Pelaku Kekerasan Seksual Bergeser, Guru dan Aparat Polisi Ikut Terseret

Imanuel Lodja - Kamis, 15 Januari 2026 19:20 WIB
Pelaku Kekerasan Seksual Bergeser, Guru dan Aparat Polisi Ikut Terseret
ist
Pelaku Kekerasan Seksual Bergeser, Guru dan Aparat Polisi Ikut Terseret

digtara.com -Selain tingginya jumlah korban anak, pola pelaku kekerasan seksual di Nusa Tenggara Timur (NTT) juga menunjukkan perubahan mengkhawatirkan.

Baca Juga:

LBH APIK NTT mencatat, pada 2025 pelaku kekerasan seksual tidak lagi didominasi oleh orang terdekat korban.

Direktur LBH APIK NTT, Ansy D. Rihi Dara, mengatakan bahwa berdasarkan riset media dalam Catahu 2025, banyak kasus kekerasan seksual dilakukan oleh orang yang tidak memiliki hubungan dekat dengan korban.

"Ini berbeda dengan pola pada tahun-tahun sebelumnya, di mana pelaku masih didominasi oleh keluarga atau orang terdekat," kata Ansy.

Baca Juga:
Yang paling mencengangkan, menurut LBH APIK NTT, adalah munculnya pelaku dari kalangan pendidik dan aparat penegak hukum.
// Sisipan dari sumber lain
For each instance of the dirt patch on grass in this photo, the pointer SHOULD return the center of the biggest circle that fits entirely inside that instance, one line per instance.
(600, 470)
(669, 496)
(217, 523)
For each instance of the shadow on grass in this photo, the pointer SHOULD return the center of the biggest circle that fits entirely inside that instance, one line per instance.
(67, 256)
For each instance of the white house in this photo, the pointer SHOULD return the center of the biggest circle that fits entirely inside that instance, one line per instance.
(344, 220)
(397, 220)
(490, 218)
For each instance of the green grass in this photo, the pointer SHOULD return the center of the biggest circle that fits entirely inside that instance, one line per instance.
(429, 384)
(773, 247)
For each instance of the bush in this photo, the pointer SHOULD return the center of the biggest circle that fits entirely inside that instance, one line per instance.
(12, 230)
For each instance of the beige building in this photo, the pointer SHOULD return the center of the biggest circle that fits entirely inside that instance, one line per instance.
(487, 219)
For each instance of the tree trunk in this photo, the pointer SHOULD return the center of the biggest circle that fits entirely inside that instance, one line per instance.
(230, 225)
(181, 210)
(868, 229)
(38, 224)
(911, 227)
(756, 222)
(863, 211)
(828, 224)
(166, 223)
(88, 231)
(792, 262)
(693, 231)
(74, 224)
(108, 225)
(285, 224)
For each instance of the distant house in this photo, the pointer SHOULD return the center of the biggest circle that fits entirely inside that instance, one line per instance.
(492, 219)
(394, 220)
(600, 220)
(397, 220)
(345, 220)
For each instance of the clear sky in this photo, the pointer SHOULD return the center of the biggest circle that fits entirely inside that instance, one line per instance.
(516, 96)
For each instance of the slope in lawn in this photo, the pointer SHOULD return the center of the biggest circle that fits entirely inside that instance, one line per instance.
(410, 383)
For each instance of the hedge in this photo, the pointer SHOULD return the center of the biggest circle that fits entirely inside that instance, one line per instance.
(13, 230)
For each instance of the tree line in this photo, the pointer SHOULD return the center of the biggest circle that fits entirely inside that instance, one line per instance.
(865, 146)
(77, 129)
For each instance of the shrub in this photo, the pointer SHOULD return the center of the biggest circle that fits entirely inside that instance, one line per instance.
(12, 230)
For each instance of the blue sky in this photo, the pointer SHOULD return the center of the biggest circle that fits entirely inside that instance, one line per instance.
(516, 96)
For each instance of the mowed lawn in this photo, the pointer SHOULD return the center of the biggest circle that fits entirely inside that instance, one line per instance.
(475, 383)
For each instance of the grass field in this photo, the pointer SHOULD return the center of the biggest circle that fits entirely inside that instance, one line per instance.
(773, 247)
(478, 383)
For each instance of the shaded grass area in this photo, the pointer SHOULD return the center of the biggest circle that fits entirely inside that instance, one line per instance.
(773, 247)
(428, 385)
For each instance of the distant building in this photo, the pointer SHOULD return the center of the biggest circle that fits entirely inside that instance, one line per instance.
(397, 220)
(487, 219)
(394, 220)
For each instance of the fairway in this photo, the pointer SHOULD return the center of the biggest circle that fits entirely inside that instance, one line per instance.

"Pada tahun 2025, media meliput adanya pelaku kekerasan seksual dari profesi guru atau dosen, bahkan aparat kepolisian. Ini sangat memprihatinkan karena mereka seharusnya menjadi pihak yang melindungi," tegas Ansy.

Namun demikian, LBH APIK NTT menegaskan bahwa riset media tidak memuat data rinci jumlah pelaku berdasarkan profesi.

Sekitar 38 persen pemberitaan tidak menggambarkan secara jelas hubungan antara pelaku dan korban, termasuk latar belakang pelaku.

Berdasarkan sebaran wilayah, hasil liputan media menunjukkan kasus kekerasan seksual terbanyak terjadi di Kota Kupang, disusul Kabupaten Malaka, Manggarai Timur, dan Kabupaten Sikka.

Sementara itu, wilayah pariwisata seperti Manggarai Barat tidak tercatat dalam liputan media sepanjang 2025.

Baca Juga:
LBH APIK NTT menilai kondisi ini tidak bisa langsung dimaknai sebagai nihil kasus, melainkan indikasi minimnya pelaporan dan peliputan.

"Ini kembali menunjukkan fenomena gunung es. Yang terlihat di media belum tentu mencerminkan kondisi sebenarnya," ujar Ansy.

LBH APIK NTT menekankan bahwa kemunculan pelaku dari kalangan guru dan aparat harus direspons dengan penegakan etik yang tegas dan transparan, guna menjaga kepercayaan publik.

Selain penindakan, LBH APIK NTT juga mendorong pencegahan berbasis komunitas, sekolah, dan keluarga, serta penguatan implementasi Undang-Undang Tindak Pidana Kekerasan Seksual (UU TPKS) hingga ke tingkat desa.

"Tanpa upaya pencegahan yang serius dan kolaboratif, kekerasan seksual akan terus berulang dan semakin kompleks," pungkas Ansy.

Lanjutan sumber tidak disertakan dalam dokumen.